For six years, I taught my Trinity College students that switching costs were the moat.
The textbook example was the iPhone. Once one person in a family had one, the rest tended to follow, because iMessage worked best when everyone was inside it. The green bubble was a tax on the outsider. Group chats split along device lines. Switching meant degrading the experience for everyone you loved.
The example I would give them now is the platform you are reading this on. LinkedIn does not lock you in with photos or messages. It locks you in with the network you spent a decade building. Every connection you accepted, every comment that sparked a conversation, every recommendation that took ten minutes to write. You could move to a competitor tomorrow. Your network would not come with you. The cost is not a subscription fee. It is a decade of social capital.
I taught these examples for six years. A few months ago, I dissolved one of the deepest versions of the same idea on my screen in 60 seconds.
I imported my ChatGPT memory into Claude. The thing my students were taught was the most defensible asset in modern technology, the personal context that took a year to build and supposedly could not be transferred, moved between providers with a single prompt. A year of preferences, conventions, working style, copied from one foundation model to another in less than a minute. I sat there staring at my laptop trying to reconcile what I was watching with what I had taught years ago.

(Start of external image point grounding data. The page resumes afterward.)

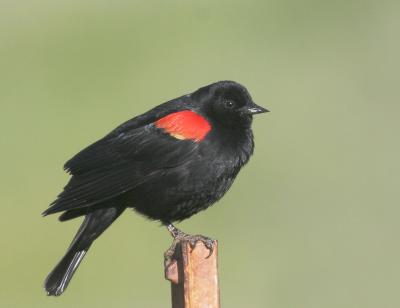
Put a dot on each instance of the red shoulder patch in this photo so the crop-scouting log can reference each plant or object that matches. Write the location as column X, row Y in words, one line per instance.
column 185, row 125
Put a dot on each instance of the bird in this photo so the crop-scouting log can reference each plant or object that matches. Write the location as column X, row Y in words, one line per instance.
column 167, row 164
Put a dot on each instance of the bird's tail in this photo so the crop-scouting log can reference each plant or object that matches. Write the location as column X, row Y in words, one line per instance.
column 94, row 224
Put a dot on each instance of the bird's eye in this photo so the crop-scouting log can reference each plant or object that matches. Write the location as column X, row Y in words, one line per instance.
column 229, row 104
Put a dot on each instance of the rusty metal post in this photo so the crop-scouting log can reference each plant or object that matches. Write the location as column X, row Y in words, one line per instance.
column 194, row 277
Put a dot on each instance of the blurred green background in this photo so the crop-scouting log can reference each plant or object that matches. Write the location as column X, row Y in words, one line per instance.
column 312, row 221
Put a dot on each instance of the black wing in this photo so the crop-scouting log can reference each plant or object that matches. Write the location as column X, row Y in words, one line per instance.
column 130, row 155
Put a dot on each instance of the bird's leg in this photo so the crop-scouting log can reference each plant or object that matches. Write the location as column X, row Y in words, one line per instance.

The journalism is calling this a switching cost story. Built In frames it as portability eroding lock-in. a16z walks through Hamilton Helmer’s Seven Powers framework and concludes that switching costs are the one moat AI is genuinely changing, but argues this is good for software because companies will have to compete on quality. TechBuzz calls it the AI equivalent of mobile phone number portability. All of this is true. None of it is the whole picture.

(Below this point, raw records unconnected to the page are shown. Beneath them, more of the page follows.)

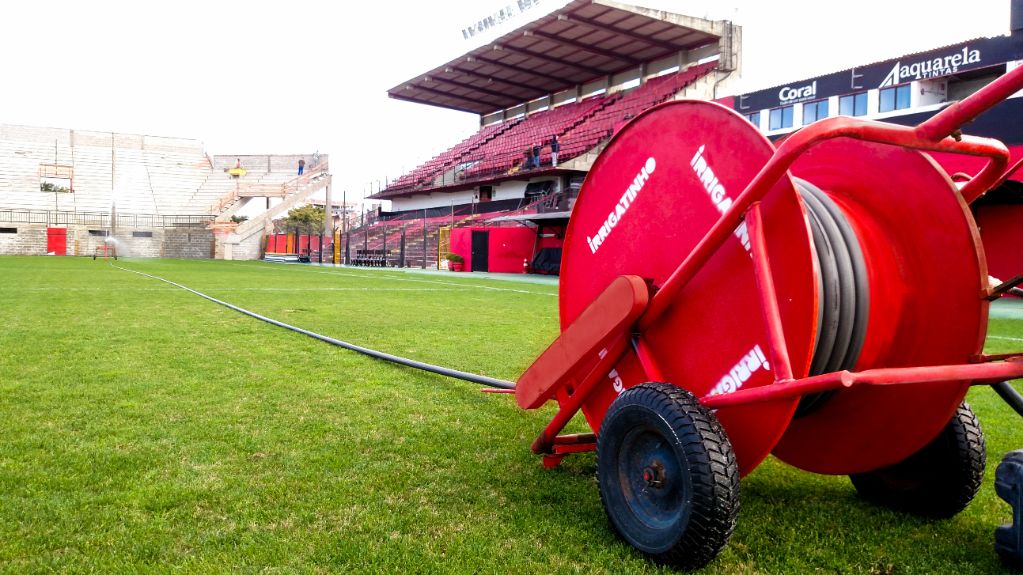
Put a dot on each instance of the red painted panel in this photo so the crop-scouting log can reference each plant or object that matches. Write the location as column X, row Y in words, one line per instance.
column 461, row 244
column 1002, row 232
column 56, row 240
column 970, row 165
column 508, row 247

What the journalism is missing is a distinction my students used to write on their exams.
There are two kinds of network effects, and most commentary conflates them. The first is the direct effect, the one that operates between users. iMessage is more valuable because my family is on it. LinkedIn is more valuable because my professional network is. The second is the indirect effect, the one that operates between users and the producer. The more people use a product, the more data the producer collects, the better the product gets, the more users it attracts. The first is visible. The second is invisible.

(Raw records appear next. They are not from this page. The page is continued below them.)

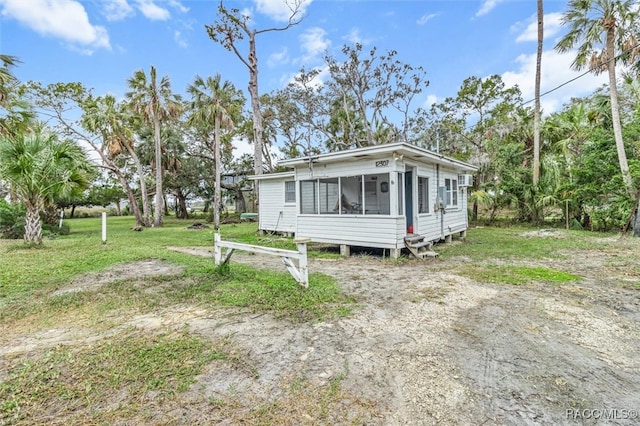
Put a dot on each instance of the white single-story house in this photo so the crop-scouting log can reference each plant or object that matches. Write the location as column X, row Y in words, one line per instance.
column 391, row 196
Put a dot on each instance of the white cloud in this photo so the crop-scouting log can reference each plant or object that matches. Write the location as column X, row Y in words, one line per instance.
column 179, row 6
column 314, row 42
column 179, row 39
column 354, row 37
column 487, row 6
column 280, row 10
column 117, row 10
column 426, row 18
column 556, row 70
column 552, row 26
column 278, row 58
column 152, row 11
column 62, row 19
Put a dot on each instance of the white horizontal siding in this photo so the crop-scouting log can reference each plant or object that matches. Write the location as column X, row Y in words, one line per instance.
column 366, row 231
column 274, row 215
column 352, row 168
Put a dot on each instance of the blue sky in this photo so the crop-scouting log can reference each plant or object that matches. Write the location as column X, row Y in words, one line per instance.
column 102, row 42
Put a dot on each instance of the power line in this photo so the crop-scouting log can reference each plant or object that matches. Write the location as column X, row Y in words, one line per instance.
column 583, row 74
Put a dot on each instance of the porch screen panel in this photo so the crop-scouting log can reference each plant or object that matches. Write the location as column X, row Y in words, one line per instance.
column 328, row 191
column 376, row 194
column 308, row 197
column 400, row 186
column 351, row 195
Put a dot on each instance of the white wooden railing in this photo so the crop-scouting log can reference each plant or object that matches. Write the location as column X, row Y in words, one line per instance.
column 299, row 272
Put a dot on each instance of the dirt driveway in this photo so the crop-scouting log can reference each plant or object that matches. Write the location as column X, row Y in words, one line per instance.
column 426, row 346
column 431, row 347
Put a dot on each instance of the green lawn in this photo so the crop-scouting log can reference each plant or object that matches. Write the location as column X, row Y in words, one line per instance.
column 28, row 274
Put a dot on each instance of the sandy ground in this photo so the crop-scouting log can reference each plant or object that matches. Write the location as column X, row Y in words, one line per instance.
column 430, row 347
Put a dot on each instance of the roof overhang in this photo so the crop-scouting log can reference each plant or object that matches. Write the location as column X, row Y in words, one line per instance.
column 266, row 176
column 399, row 150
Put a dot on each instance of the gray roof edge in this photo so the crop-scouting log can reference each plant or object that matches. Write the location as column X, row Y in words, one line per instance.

AI assistants never had strong direct network effects. I do not need other people to use Claude for Claude to be useful to me. The lock-in was always something else: the personal context I had accumulated inside one provider’s memory. Memory was the moat, dressed up in network-effect language. Memory Import did not weaken a network. It dissolved a switching cost that was never really a network in the first place.
The indirect effect, the one underneath the surface, is intensifying. Every conversation a user has with a foundation model becomes part of the training distribution that improves the next version. The more users a model has, the better it gets, which attracts more users. This is not a metaphor. It is the actual production function. The INET working paper from October 2024 modeled this carefully. Compute, data, and talent all exhibit massive economies of scale. Frontier model training now costs hundreds of millions of dollars. The barriers to entry at the foundation layer are getting higher, not lower.
So the consumer story and the production story point in opposite directions at the same time. At the surface, switching is becoming radically easier. Underneath, the producers are consolidating. The market is becoming more contestable for users and more concentrated for builders. Both things are true. Most commentary picks one and ignores the other.
For the people whose careers were built between these two layers, this matters in a concrete way.
For the last two years, an entire category of companies has lived in the space between the foundation models and the end user. Wrappers. Connectors. Vertical AI tools that took a base model and bolted it to a specific data source or workflow. Their pitch was that switching was hard because they owned the connection to your data. The teams inside those companies built careers on the assumption that the connector layer was where the durable value would accrue.
Then MCP and native connectors arrived. Foundation models can now plug directly into your email, your calendar, your documents, your codebase. The integration layer that made its money being the connection is being compressed by an open protocol the foundation labs themselves are publishing. The companies in the middle are being squeezed from both directions. The consumer side is becoming more contestable. The production side is becoming more concentrated. The middle is being thinned.
This is the part of the story that does not fit cleanly into the journalism’s frame. It is also the part that affects the most people. The workers inside connector companies, the founders who raised on integration moats, the engineers whose specialization was the seam between models and data. These are the careers being restructured by a shift the headlines are still describing as a consumer switching story.
For the people building inside this market, including me with my own small AI products, the implication is the same one that has always been true and is now louder. The defensibility of the previous era does not transfer. Switching costs from accumulated context are being engineered away by the foundation labs themselves. Connector economics are being compressed by open protocols. What remains is what was always going to remain in the long run: the quality of the product, the trust of the user, the depth of the workflow, the specificity of the problem.
I am not writing this as a lament. The textbook I taught for six years described an equilibrium that was always more fragile than it looked. What is happening now is not the death of network effects. It is their migration.
The direct effects that powered the social era never really came to AI assistants. The indirect effects are concentrating in the foundation layer. The connector layer in the middle is being thinned. The map of where defensibility lives in technology is being redrawn in real time, and most of the people writing about it are still using the old map.
The moat I taught is dissolving on my screen. The one I will teach next will be a different shape entirely.